После того как родители развелись, моя жизнь раскололась надвое. С одной стороны — материнская суровость, с другой — отцовский гедонизм. Иногда расклад менялся: стоило матери чуть-чуть ослабить вожжи, как отец впадал в угрюмое молчание. Настроение родителей подчинялось принципу сообщающихся сосудов. Или зыбучих песков. Думаю, ребенком мне приходилось строить свою жизнь на плывуне. Чтобы один из родителей ощущал себя счастливым, желательно было, чтобы второго одолевали противоположные чувства. Они вовсе не вели сознательную войну, ничего подобного, не выказывали друг другу ни малейшей враждебности, однако коромысло весов неумолимо раскачивалось, и наблюдать за теми, кто его раскачивал, было тем горше, что с лиц у них не сходила улыбка.
Глава 4
Гласные, согласные
Вечер 28 января 2008 года начался отлично: сначала ужин с превосходным вином, потом привычное турне по полутемным барам, одна за другой рюмки разноцветной водки — с лакрицей, с кокосом, с клубникой, с мятой, с Кюрасао. Эти рюмки, опрокинутые одним махом, черные, белые, красные, зеленые и синие, светились теми же цветами, что гласные у Рембо. Я катил на скутере и мурлыкал себе под нос «Where is my mind»[3] группы «Pixies». Косил под старшеклассника — замшевые сапоги, пошитые умельцами из Камарга, и взлохмаченные волосы до плеч. Я скрывал свой возраст под бородой и черным плащом. Вот уже больше двадцати лет я устраиваю такие вот ночные вылазки, это мой любимый вид спорта — спорта стариков, не желающих стареть.

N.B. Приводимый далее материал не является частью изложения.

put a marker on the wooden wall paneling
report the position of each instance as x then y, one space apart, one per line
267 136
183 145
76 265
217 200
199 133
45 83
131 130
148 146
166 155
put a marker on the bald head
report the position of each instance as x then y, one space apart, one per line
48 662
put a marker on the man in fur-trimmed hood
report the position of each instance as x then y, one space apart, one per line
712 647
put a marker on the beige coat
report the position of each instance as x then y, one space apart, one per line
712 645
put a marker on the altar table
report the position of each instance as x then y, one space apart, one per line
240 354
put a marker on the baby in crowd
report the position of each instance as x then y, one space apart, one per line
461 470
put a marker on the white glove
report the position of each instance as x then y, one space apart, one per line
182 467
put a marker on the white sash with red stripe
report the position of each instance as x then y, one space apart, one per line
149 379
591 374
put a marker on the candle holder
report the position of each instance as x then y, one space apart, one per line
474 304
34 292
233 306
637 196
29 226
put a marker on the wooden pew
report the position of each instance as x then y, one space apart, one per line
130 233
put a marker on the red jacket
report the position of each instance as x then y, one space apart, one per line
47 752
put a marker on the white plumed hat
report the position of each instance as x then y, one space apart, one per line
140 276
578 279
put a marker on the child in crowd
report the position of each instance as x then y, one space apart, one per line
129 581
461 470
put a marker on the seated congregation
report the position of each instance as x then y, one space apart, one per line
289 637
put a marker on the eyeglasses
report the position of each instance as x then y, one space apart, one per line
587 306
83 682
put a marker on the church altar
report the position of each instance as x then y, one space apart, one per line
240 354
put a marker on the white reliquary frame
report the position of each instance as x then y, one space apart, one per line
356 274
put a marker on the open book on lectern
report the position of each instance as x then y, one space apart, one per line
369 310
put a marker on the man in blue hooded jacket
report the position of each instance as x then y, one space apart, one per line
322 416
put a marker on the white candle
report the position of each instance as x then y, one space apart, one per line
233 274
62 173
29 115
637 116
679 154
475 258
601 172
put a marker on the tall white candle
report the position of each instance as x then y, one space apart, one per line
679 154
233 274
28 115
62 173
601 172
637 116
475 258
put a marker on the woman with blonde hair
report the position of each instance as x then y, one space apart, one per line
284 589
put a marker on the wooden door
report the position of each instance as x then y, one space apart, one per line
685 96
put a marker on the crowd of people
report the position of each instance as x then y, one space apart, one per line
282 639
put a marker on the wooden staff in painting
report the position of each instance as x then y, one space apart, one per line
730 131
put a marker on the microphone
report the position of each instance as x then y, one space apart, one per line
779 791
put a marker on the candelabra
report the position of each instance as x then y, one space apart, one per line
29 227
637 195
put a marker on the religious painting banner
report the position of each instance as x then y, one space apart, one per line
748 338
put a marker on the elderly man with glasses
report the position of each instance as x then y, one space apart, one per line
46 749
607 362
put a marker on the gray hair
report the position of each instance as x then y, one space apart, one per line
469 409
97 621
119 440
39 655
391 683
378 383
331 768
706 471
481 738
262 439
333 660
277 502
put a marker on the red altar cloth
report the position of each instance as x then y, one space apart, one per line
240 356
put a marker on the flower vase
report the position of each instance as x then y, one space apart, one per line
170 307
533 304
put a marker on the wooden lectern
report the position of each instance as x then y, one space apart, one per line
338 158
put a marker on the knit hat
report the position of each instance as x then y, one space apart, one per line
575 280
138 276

Нелегко быть ребенком, заключенным в теле взрослого мужика, страдающего амнезией. В «Содоме и Гоморре» маркиз де Вогубер рассказывает, как он мечтал выглядеть «юным, мужественным и соблазнительным, тогда как на самом деле даже не смотрелся в зеркало из боязни увидеть свое покрытое морщинами лицо, которое ему так хотелось сохранить обворожительным». Ясно, что проблема не нова; Пруст использовал название замка моего прадеда Тибо.